Nov. 13, 2011— -- Penn State alumna Kristen Houser said she was glad to see fans out in force at the Nittany Lions' game Saturday in T-shirts focused on the allegedy victims in the scandal that has rocked the school and its legendary football team.
But the slogan, "Stop Child Abuse," didn't go far enough in her eyes, because it left out a key word. The charges against ex-assistant coach Jerry Sandusky are child sexual abuse.
"Inserting that word, 'sexual,' really changes things," said Houser, vice president for communications and development for the Pennsylvania Coalition Against Rape, which has counted sexually abused boys among its clients since its inception 35 years ago.
If the omission was an unconscious oversight -- and she said she believes that's the case -- it nevertheless suggests something about how difficult it's been for many in her football-fixated hometown to face the charges being ferreted out against Sandusky and, by extension, the powerhouse Nittany Lions, the university and the town that grew up around it.
Penn State, she said, "is a cultural hub. When people want to see sporting events, they go on campus. When they want to see a play, they head to the theater on campus. The people who sit on the board for Second Mile [Sandusky's charity] are local business people."
Houser is a Penn State graduate who, as student activist 20 years ago, pushed for heightened policing and publicizing of on-campus sex crimes.

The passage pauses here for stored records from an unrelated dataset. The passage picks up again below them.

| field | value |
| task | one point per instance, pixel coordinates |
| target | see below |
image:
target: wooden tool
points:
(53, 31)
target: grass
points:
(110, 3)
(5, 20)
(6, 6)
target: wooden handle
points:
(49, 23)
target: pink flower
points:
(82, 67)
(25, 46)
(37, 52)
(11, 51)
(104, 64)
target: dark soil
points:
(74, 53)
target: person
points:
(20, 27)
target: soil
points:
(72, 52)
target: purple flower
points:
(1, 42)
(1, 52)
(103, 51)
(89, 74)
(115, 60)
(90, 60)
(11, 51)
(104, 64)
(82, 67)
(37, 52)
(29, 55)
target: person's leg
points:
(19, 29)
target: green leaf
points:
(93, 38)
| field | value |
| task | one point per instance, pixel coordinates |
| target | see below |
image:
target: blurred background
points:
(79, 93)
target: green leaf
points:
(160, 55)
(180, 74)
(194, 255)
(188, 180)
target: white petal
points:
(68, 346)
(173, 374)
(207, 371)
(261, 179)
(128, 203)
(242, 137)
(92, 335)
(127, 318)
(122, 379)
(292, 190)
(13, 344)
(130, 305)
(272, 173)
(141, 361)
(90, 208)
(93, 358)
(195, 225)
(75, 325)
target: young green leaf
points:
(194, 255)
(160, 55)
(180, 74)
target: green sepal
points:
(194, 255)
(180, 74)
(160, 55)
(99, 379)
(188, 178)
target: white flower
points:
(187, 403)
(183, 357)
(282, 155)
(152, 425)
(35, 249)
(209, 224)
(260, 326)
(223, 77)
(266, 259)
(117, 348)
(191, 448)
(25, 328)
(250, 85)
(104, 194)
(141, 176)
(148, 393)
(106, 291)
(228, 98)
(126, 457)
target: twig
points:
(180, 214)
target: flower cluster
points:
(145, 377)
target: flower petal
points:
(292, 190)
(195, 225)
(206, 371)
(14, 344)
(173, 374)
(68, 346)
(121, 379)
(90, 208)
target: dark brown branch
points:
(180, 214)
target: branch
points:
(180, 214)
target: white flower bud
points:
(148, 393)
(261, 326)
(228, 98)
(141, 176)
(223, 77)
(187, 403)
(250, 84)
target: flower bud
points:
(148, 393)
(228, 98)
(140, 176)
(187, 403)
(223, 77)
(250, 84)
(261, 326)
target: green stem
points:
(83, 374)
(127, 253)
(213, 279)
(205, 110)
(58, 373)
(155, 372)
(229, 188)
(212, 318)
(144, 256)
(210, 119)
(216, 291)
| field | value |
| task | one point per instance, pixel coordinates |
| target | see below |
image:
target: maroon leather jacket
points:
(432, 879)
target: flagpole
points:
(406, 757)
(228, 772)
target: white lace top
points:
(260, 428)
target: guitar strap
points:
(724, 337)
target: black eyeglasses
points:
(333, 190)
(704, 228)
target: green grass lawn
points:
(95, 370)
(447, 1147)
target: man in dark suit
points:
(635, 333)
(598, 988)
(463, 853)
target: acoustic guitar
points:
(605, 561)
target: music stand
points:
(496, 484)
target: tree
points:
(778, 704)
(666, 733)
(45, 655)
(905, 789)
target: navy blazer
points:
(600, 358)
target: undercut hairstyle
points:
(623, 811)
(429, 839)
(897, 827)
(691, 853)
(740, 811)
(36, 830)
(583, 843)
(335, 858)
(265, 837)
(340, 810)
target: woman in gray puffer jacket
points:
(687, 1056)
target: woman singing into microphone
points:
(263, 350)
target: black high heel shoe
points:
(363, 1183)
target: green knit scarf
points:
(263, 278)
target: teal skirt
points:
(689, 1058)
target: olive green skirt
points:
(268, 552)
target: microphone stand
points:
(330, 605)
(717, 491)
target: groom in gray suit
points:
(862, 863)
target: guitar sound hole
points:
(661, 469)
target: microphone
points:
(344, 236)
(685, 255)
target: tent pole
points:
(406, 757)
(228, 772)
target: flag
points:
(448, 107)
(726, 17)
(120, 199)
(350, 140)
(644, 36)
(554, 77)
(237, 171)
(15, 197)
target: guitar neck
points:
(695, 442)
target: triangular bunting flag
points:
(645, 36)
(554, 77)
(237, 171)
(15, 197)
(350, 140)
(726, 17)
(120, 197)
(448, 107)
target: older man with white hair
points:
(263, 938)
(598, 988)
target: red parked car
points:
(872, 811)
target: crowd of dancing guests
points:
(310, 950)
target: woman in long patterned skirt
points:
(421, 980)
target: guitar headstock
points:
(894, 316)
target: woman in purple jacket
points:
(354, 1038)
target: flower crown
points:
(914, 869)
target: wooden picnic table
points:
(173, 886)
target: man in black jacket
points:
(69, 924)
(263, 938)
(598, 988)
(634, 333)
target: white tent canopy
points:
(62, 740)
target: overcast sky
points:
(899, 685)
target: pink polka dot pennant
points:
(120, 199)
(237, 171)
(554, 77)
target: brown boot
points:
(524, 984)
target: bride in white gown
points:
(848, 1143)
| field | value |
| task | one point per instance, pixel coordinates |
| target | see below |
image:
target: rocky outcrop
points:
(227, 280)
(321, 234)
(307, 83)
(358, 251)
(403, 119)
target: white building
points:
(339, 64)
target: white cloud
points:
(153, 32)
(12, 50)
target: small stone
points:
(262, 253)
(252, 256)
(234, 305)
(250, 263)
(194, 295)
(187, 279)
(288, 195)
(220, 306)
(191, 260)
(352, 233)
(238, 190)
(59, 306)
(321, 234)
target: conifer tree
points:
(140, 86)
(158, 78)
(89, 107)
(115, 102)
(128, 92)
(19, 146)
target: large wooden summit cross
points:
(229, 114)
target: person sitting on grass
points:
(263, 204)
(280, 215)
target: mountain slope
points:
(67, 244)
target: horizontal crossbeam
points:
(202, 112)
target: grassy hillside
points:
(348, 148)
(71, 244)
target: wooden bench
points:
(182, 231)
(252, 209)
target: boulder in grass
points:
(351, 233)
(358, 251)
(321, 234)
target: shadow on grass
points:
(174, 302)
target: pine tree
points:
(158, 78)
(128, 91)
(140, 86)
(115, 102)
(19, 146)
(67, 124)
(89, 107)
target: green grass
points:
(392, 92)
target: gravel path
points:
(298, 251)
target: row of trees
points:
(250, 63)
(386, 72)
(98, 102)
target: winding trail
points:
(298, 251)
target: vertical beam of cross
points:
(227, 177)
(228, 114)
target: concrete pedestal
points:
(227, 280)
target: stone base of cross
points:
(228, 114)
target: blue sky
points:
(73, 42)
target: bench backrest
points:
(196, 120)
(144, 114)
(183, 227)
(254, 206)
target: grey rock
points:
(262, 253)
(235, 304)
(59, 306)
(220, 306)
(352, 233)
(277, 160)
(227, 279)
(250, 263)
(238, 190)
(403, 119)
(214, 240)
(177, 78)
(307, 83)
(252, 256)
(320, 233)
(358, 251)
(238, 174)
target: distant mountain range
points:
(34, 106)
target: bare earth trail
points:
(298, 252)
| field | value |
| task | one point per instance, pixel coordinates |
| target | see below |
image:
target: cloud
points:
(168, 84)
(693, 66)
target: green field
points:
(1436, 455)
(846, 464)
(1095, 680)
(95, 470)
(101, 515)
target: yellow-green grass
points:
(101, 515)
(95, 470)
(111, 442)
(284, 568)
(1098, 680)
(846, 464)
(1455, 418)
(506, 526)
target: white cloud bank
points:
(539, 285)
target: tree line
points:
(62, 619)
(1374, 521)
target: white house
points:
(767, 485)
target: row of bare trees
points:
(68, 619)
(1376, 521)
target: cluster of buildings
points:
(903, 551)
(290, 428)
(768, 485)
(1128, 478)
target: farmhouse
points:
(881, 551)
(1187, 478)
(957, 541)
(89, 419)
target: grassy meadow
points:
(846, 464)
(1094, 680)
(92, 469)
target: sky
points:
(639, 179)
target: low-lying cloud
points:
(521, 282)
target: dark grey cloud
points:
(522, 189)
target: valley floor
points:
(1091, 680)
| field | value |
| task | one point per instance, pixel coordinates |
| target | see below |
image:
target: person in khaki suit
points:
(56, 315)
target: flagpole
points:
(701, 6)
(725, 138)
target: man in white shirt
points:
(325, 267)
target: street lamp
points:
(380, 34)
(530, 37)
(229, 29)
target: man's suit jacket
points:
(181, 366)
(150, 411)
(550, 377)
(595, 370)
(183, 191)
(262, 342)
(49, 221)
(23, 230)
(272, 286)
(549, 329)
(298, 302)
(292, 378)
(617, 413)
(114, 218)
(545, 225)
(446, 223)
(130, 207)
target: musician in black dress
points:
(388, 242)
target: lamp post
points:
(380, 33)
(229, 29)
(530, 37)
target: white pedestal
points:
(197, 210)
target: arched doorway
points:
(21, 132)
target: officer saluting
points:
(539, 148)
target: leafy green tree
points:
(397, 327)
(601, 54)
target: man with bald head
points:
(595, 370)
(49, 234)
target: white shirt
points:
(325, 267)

"People see Joe and Jerry at the grocery store. Joe would walk to the stadium from his house on game day and you would walk behind him," she said. "So, this whole community is struggling with this sudden glimpse in the mirror…"
And it is hardly an appealing sight, USA Today sports writer and ABC contributor Christine Brennan said today on "This Week with Christiane Amanpour."
Of Mike McQueary, the Penn State assistant coach who allegedly saw Sandusky raping a 10-year-old boy in a campus shower in 2002: "I believe he thought he was doing a lot, that he was going above and beyond by going to legendary head coach Joe Paterno's house the next day and telling the revered coach what he saw.
"In this case, unfortunately, in this world of college football, Joe Paterno is bigger than the police," Brennan said. "These college programs, people love them. People watch them. I've been around them for decades … They're living in an entirely different world than you and I."
It's fair to ask why McQueary didn't take more forceful, immediate action, given what he says he witnessed, Houser said.
It's also fair to question the lack of more forceful action by Paterno, 84, who coached Penn State for 46 years before Saturday's match-up against Nebraska -- the Nittany Lions lost during what was a described as a somber, reflective afternoon, she said.
Paterno, along with former president Graham Spanier, who called the charges against two university officials accused of failing to report the allegations to police and then lying to investigators "groundless," were fired by the school's board of directors last week.
The delayed response to the alleged crimes against the eight boys owe, in no small measure, to the social dynamic in a town where Paterno and Sandusky each have held their own, singular gravitas, Brennan and Houser said.
"There was such a culture, a group-think that was either in denial or either knew about Sandusky and didn't want to go any further with it," Brennan said. "We'll get to those answers eventually."